One of the favorite usability techniques by the uninformed is to sit a prospective user down in front of an almost-finished application and ask "So...how do you like it?"

This is wrong for at least two reasons. The first is the "New Coke Mistake". Older readers will recall that the Coca-Cola Company's New Coke was released in 1985. It was a sweeter, sprightlier formulation prompted by the enormous success of the Pepsi Challenge, a nationwide taste test that legitimately proved Pepsi to be a runaway favorite of test-sippers. But Coke made a huge mistake by equating sip-tests with long-term purchase and usage. Even hardened Coke drinkers didn't like the sweeter Pepsi, can after can. They wanted their old Coke.

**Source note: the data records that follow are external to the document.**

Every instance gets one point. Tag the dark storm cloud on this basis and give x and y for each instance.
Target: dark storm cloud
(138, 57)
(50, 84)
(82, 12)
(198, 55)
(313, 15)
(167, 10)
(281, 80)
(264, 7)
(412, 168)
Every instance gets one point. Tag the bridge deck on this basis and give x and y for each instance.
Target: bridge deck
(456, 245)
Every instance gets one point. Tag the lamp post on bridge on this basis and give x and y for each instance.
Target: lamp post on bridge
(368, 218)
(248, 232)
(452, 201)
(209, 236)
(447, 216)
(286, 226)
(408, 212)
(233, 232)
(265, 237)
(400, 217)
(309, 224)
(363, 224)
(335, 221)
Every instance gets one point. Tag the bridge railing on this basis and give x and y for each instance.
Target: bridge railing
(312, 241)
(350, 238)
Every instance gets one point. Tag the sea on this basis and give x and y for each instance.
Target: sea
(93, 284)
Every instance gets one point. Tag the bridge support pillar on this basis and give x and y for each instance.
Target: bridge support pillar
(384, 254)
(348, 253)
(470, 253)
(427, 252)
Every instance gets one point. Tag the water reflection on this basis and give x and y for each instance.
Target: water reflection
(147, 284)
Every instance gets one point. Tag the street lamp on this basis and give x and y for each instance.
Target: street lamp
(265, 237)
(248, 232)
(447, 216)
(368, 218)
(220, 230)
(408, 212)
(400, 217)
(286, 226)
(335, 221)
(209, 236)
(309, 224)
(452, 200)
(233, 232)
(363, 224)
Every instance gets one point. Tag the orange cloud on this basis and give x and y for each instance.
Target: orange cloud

The taste tests had panicked the suits at Coke and led to a disaster of such proportions that the whole episode is still taught in marketing classes today.

The second reason is more subtle. It results from our human inability to anticipate. We like to think we're good at anticipating things. What else is a cerebrum for? But in study after study, we humans show a remarkable lack of prognostication skills. We can't correctly predict what we'll like or dislike later, what kind of gifts we'll want down the road, or what we actually do in a crisis. We do very poorly predicting how we'll respond to emotional events. Nor can we reliably predict how we'll like something later that we've just now seen. In actual fact, our conscious mind isn't all that conscious of things, either those things generated within the skull, or from the outside. Drunks aren't aware that they're impaired, for example. Cell phone users insist their reaction times are unaffected while driving, when research plainly shows that reaction is very much diminished, turning 20-somethings into senior citizens. Marketers have repeatedly found to their chagrin that products proposed to focus group members and enthusiastically embraced at the time often fail to catch on when they're actually sold.

That's not to say that focus groups or interviews are useless. They're not, but they're best used for eliciting information about the now, not in anticipating how they will be or feel later. It's almost never worthwhile asking participants to foretell the future.